Steven Sinofsky brings his writing talents to the masses
I had to chuckle this afternoon when Steven Sinofsky exploded upon the Internet with one of his missives describing the Windows 7 Team on the Engineering Windows 7 blog.
Steven has been blogging on the internal network since late 2006, and his blog posts have never been accused of being brief. In fact, I keep expecting him take his blog and publish it as a book (The Tao of SteveSi). It’s already over 300 pages long and about 140,000 words, so he’s got a great start.
Personally, I really appreciated the level of detail that Steven always went into about his process and his decisions when I was in that “Internet Explorer” feature team that he mentions in his list of Windows feature teams. In this respect, Steven raised the bar over his predecessors (and every other senior management that I’ve ever worked for, with or around).
Windows under VPs like Jim Allchin and Brian Valentine was a cowboy-culture – ambitious, technology-driven and always brought to the finish-line by blood, sweat and tears (to be fair, that included the VPs who didn’t spare themselves the long nights and hard work). This culture successfully delivered 6 or 7 releases of one of the largest and most successful software projects on the planet. But that couldn’t last. It was inevitable that the size of the project would outgrow this method of running a project.
Steven came to Windows from running the Office organization where he built a reputation for running a tight ship and getting the product out on time with the right set of features. Interestingly, from my standpoint outside of Office, I always saw the Office team as a team I’d never like to work on – it seemed stodgy where Windows seemed fluid; it seemed dictatorial where Windows seemed collaborative; it seemed boring where Windows seemed exciting.
Down in the troops, when Steven was named to take over Windows, there was, shall we say, trepidation. But Steven took the smart route. He spent the last few months of the Vista project quietly going around talking to people. And when he moved, he moved decisively – making sweeping organization changes that challenged the traditional structure of the Windows organization. Clearly, such changes might be difficult for the team to accept.

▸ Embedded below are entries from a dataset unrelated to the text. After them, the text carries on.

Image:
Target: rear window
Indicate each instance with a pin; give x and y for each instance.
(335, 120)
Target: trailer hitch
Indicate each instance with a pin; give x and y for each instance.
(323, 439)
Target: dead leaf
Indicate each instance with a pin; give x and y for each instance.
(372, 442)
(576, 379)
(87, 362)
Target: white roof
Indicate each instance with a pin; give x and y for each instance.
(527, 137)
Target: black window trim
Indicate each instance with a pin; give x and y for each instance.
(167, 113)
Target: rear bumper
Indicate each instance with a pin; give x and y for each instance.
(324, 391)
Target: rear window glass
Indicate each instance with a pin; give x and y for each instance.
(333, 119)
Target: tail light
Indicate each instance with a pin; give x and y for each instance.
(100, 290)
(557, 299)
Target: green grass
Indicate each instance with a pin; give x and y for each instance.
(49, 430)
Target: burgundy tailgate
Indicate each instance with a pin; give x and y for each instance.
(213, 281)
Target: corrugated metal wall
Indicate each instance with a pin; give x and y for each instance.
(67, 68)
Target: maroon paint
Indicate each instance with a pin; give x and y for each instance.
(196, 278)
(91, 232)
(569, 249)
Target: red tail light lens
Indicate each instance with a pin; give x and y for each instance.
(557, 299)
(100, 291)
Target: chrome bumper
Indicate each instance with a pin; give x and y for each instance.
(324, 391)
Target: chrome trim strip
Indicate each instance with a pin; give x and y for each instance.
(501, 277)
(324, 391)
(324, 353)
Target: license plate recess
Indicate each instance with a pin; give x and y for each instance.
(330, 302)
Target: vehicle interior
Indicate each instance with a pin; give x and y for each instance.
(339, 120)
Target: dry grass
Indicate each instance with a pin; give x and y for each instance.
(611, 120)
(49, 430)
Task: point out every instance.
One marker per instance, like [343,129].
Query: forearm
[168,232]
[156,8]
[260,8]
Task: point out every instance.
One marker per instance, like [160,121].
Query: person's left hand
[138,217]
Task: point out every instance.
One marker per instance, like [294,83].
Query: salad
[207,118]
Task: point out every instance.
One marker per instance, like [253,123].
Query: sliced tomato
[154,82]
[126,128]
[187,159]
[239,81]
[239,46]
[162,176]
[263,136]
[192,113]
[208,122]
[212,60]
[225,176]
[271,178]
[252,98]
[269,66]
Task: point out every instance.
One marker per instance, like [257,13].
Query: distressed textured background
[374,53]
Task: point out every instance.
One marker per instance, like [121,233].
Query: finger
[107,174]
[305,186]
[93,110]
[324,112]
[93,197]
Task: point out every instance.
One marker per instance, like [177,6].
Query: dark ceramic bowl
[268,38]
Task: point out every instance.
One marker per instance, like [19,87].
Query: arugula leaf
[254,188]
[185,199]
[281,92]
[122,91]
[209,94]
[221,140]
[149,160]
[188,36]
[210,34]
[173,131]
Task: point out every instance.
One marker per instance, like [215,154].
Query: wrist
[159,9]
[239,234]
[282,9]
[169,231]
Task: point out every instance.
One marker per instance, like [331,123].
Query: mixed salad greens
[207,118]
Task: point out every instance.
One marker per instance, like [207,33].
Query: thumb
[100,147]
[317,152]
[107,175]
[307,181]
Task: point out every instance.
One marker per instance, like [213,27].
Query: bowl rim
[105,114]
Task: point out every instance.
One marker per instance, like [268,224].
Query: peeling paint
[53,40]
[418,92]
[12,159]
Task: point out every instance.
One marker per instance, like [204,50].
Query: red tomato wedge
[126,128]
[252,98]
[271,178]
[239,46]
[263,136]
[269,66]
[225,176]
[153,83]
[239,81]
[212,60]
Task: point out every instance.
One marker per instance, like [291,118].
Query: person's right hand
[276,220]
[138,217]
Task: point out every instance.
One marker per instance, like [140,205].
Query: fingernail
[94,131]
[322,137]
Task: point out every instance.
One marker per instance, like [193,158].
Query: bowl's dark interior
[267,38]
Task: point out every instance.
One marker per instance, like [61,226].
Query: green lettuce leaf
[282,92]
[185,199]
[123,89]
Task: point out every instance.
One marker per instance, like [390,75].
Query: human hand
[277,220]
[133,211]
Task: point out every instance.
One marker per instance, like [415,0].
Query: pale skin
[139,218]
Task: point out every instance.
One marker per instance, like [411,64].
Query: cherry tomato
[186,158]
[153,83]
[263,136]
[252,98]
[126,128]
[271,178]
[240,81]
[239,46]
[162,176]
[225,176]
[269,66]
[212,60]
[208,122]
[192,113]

What made all of the difference is that Steven started blogging and he blogged regularly.His blog explained in sometimes excruciating detail the tradeoffs in his decisions and why he chose one way over another.
The bottom line was – you could disagree with him, but you couldn’t say that there wasn’t a well-thought out method to every decision he made. He showed clarity and thoughtfulness in his actions. He showed that he wasn’t making changes for the heck of it, but that there was a reason why he did everything. His thinking showed a long-term perspective on the product that had been completely missing from the previous management.

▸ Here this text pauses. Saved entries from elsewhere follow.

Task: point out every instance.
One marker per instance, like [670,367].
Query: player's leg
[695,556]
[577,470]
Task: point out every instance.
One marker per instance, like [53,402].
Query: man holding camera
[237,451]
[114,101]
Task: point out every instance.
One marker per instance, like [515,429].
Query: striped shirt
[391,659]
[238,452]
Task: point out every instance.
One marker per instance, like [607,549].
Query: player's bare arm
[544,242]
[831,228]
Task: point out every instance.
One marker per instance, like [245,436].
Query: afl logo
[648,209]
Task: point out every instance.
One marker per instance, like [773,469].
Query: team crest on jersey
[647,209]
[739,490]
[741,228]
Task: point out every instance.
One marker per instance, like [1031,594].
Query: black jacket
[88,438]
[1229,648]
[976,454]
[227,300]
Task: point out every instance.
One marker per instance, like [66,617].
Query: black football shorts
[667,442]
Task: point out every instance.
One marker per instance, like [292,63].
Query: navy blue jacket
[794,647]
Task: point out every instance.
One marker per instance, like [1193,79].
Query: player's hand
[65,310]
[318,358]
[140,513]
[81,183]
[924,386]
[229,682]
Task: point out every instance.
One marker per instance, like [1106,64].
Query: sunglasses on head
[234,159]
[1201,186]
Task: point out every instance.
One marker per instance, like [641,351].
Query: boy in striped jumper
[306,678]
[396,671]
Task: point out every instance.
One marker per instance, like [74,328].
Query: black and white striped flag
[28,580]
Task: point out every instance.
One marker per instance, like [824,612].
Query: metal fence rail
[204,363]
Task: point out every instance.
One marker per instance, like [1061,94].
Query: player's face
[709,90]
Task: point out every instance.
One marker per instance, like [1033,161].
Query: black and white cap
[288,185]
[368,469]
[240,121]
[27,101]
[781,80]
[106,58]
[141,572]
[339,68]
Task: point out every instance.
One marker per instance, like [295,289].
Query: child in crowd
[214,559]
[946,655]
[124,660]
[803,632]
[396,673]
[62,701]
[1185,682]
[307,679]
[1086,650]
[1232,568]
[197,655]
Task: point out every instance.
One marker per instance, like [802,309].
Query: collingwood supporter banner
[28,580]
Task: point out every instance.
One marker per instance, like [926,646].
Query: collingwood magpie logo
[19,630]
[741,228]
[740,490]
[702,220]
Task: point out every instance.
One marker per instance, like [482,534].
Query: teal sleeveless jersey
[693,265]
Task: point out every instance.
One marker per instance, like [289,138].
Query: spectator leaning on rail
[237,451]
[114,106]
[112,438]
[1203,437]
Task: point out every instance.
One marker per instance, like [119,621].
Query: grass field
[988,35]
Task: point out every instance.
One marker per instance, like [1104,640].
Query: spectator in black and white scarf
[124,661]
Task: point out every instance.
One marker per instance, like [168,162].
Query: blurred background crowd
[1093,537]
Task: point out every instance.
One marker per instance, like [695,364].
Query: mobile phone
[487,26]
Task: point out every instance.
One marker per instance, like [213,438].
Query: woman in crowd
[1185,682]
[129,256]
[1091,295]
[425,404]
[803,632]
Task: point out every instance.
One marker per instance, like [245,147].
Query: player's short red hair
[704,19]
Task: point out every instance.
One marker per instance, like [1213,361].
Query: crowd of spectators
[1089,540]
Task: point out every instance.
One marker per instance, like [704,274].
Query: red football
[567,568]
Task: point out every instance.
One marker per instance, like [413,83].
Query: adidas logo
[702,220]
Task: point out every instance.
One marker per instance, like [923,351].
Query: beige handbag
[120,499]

His blog enabled him to communicate more clearly and widely about these decisions to those who wanted to understand. It gave people a place to voice concerns and ask questions (the true open door policy in a company where going to his actual office would require a 15 minute trek across campus). Not everyone read it, to be sure (and even those who wanted to were often daunted by the length), but if you wanted to know, the information was there to be had.

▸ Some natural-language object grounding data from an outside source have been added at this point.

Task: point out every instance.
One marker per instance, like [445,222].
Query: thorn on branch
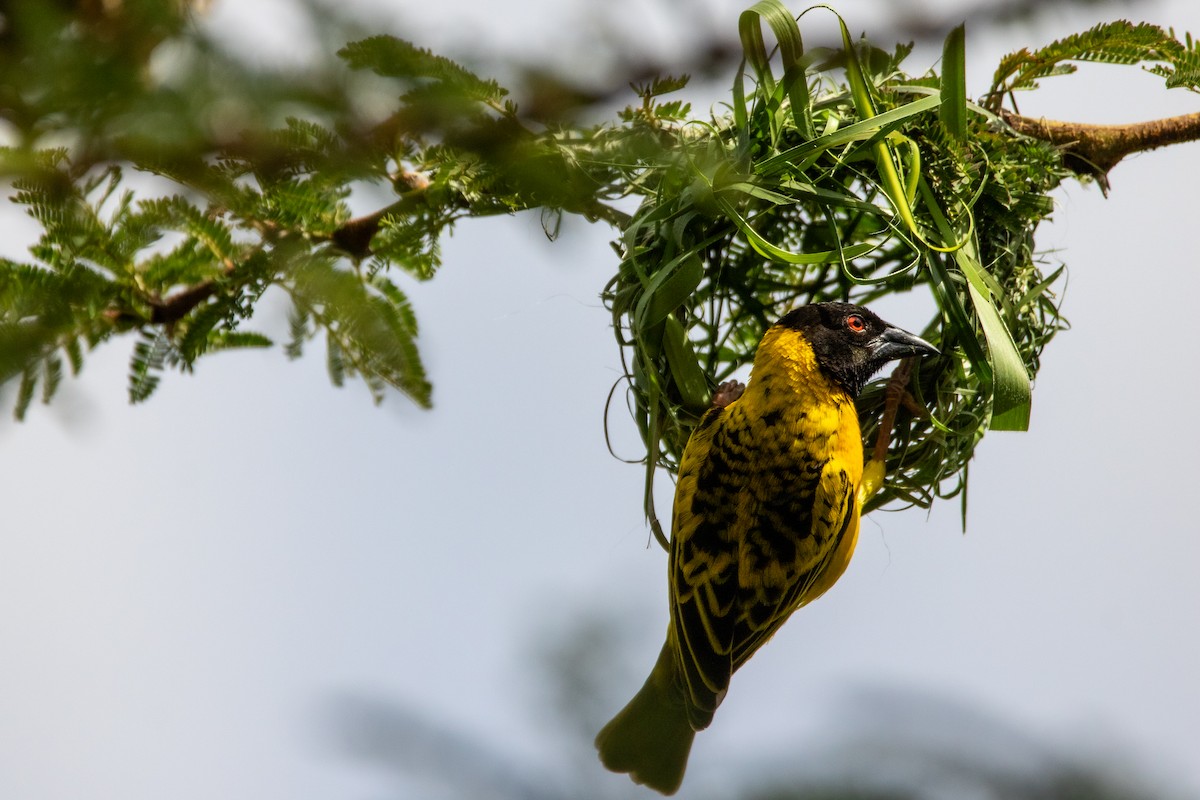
[354,236]
[1096,149]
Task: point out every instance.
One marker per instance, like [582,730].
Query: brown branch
[1096,149]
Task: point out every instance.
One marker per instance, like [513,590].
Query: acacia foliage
[831,173]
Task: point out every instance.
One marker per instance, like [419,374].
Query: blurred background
[257,585]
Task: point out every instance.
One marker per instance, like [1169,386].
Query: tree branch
[1096,149]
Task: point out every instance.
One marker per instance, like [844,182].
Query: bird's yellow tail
[651,737]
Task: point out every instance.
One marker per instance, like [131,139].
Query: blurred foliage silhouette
[882,744]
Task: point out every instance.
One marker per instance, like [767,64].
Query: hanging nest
[841,179]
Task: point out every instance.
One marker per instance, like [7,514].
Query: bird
[765,521]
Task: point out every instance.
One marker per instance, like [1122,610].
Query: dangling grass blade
[791,50]
[684,365]
[954,84]
[864,128]
[779,254]
[670,287]
[1012,394]
[861,91]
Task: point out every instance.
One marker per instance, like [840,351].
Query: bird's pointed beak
[898,343]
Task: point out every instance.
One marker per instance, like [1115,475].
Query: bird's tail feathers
[651,737]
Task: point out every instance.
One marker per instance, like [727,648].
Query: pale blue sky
[185,587]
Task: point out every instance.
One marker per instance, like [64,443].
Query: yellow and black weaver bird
[766,519]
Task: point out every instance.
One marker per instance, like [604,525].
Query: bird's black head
[850,342]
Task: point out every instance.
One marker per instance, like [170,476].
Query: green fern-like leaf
[370,325]
[238,340]
[395,58]
[25,394]
[145,366]
[1117,42]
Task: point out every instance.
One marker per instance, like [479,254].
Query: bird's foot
[727,392]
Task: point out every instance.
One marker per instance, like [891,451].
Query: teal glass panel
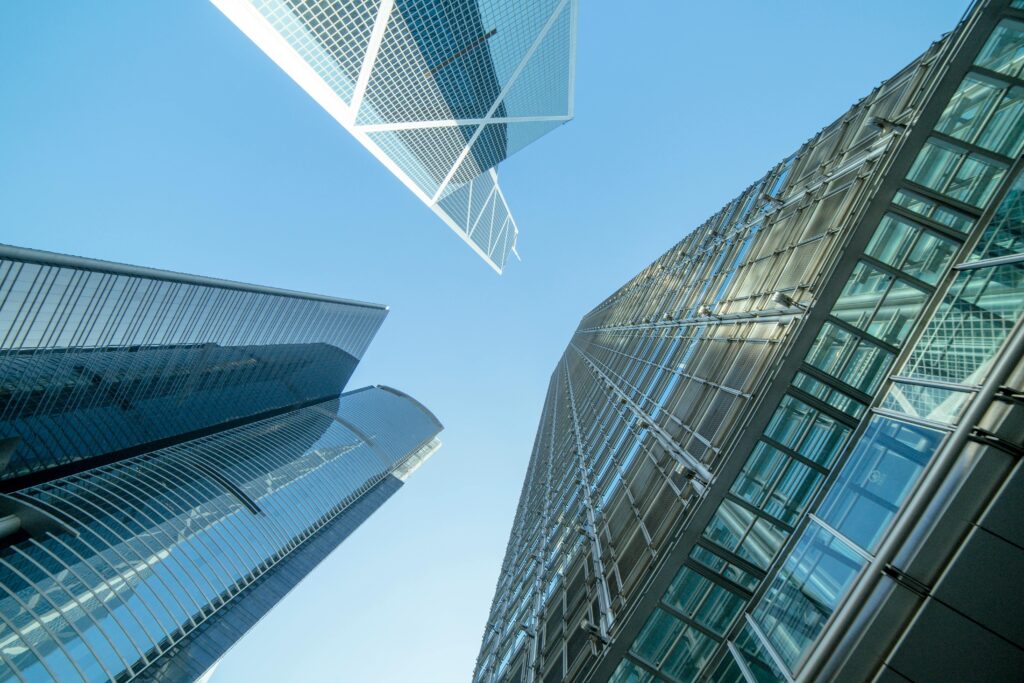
[1004,51]
[723,567]
[656,638]
[776,483]
[689,655]
[743,532]
[969,108]
[955,173]
[967,331]
[806,430]
[927,402]
[758,660]
[986,112]
[806,592]
[916,252]
[833,396]
[1005,235]
[882,470]
[931,209]
[629,672]
[702,600]
[856,361]
[898,312]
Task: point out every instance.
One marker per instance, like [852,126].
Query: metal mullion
[137,505]
[124,542]
[153,550]
[38,591]
[178,499]
[225,554]
[115,594]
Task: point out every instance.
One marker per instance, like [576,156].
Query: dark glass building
[790,449]
[176,458]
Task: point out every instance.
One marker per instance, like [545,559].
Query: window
[955,173]
[775,482]
[702,600]
[858,363]
[806,592]
[807,430]
[1005,50]
[933,210]
[987,113]
[1005,235]
[916,252]
[976,316]
[745,534]
[882,471]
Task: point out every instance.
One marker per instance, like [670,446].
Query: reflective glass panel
[880,474]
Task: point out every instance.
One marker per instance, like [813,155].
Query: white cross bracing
[486,226]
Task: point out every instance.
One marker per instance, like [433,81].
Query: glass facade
[440,92]
[96,358]
[177,458]
[739,442]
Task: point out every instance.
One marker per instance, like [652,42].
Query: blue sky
[155,133]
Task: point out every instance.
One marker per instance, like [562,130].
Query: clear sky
[155,133]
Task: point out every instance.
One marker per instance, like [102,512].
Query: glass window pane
[967,331]
[928,402]
[1005,131]
[930,257]
[969,109]
[1005,50]
[628,672]
[656,637]
[898,312]
[1005,235]
[883,469]
[931,209]
[806,592]
[689,656]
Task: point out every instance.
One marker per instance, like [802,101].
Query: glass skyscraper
[790,449]
[439,91]
[176,456]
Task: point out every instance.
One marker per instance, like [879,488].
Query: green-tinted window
[1005,235]
[929,402]
[656,638]
[1005,50]
[913,250]
[775,482]
[629,672]
[807,430]
[741,531]
[856,361]
[987,113]
[882,471]
[727,569]
[967,331]
[833,396]
[688,657]
[806,591]
[932,209]
[955,173]
[702,600]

In large part, that blog is why I accepted a position in his old team, Office. His development methodology is a proven system for how to bring a thousand-strong development team together while creating the freedom to develop and ship the features and ideas that I want. It may not be perfect, but it’s better than anything that the previous management of Windows had ever done.
I’m fascinated to watch the next step in this journey. I’m not completely convinced that his style will work in a public forum, but I’m glad that he’s doing this.